The Truth Revealed

Tuesday, November 25, 2008

Yes, vote-buying existed in my time, says Dr M

The Malaysian Insider
By Leslie Lau
Consultant Editor

KUALA LUMPUR, Nov 25 — Tun Dr Mahathir Mohamad continued his campaign today against money politics in Umno by questioning the determination of current party leaders in ridding themselves of the culture of vote-buying.

He admitted that vote-buying also existed in his time as party president, but it was never as openly practised as it is now.

"Incidents of bribery are now widespread and open until the public looks upon Umno politics with disgust. That did not happen before.

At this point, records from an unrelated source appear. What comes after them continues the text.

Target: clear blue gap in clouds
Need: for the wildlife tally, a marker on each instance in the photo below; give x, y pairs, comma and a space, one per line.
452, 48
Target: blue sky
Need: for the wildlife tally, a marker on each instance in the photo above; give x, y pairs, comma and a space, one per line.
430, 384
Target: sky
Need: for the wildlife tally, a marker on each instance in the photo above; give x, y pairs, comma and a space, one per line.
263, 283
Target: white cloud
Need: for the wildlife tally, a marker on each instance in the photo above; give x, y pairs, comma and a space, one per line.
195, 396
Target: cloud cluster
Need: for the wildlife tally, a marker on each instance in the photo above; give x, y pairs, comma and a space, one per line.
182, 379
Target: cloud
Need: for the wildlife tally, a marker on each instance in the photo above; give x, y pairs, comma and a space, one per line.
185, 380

"It never came to a point where the party president is accused of money politics. It never happened to such an extent that the disciplinary board receives up to 900 complaints," he wrote in his blog today.

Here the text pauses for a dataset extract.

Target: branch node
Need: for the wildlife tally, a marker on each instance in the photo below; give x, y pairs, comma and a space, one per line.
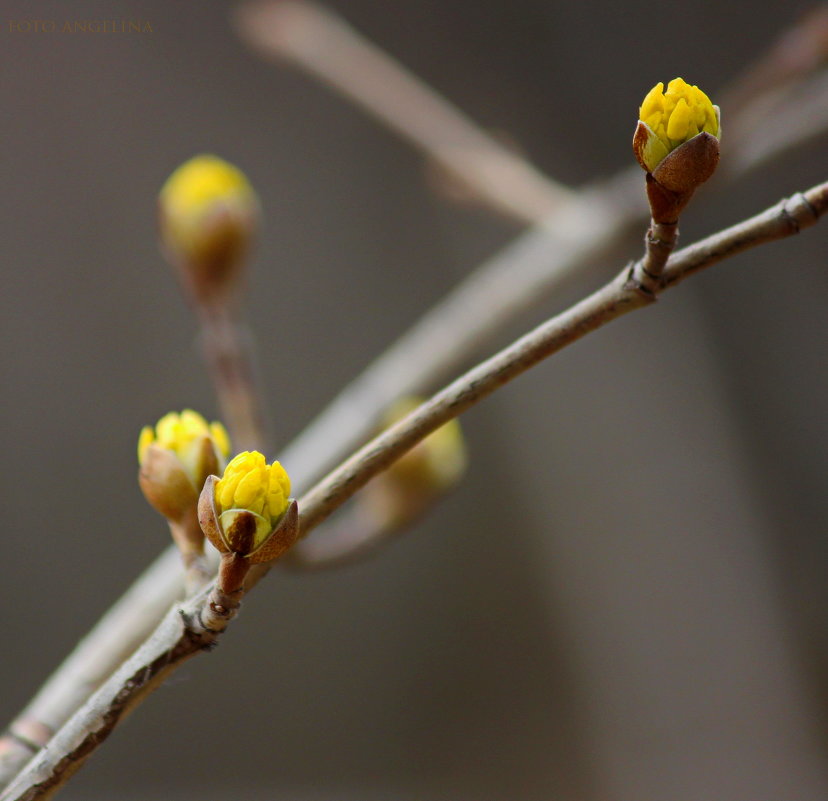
640, 280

Dr Mahathir has grown increasingly vocal over the issue of money politics, or vote-buying, in the current Umno election campaign.

He has openly accused party leaders of using money to secure nominations for top posts, and has threatened to name those he claims are guilty of bribing their way to high office.

The former prime minister has also warned Umno that it stands to lose heavily in the next general election if the practice of vote-buying continues.

He said today that the fact that money politics existed during his time cannot be used to excuse or legitimise the openly corrupt practises under the current party leadership.

"I admit that when I was Umno president and prime minister, there was already money politics," he said in acknowledging accusations that it was under his watch that vote-buying crept in to become part of the party's culture.

"This was clear when Tun Ghafar Baba (left) and I were challenged," he said referring to his slim victory in the 1986 Umno elections in which the two men defeated by a slim margin Tengku Razaleigh Hamzah (center) and Tun Musa Hitam (right).

He said that was the reason why a new system was introduced in which each nomination for the top posts received bonus votes.

Later on, he said a minimum requirement, or quota, was introduced in which candidates had to receive a certain number of votes before they are allowed to get on the starting block.

He said it is clear that even the current quota system has not been successful in getting rid of vote-buying.

If leaders known for engaging in money politics are elected into office it will lead to Umno's defeat in the next general election.

"The public knows who they are even though it is hard to prove they are paying for votes," he said.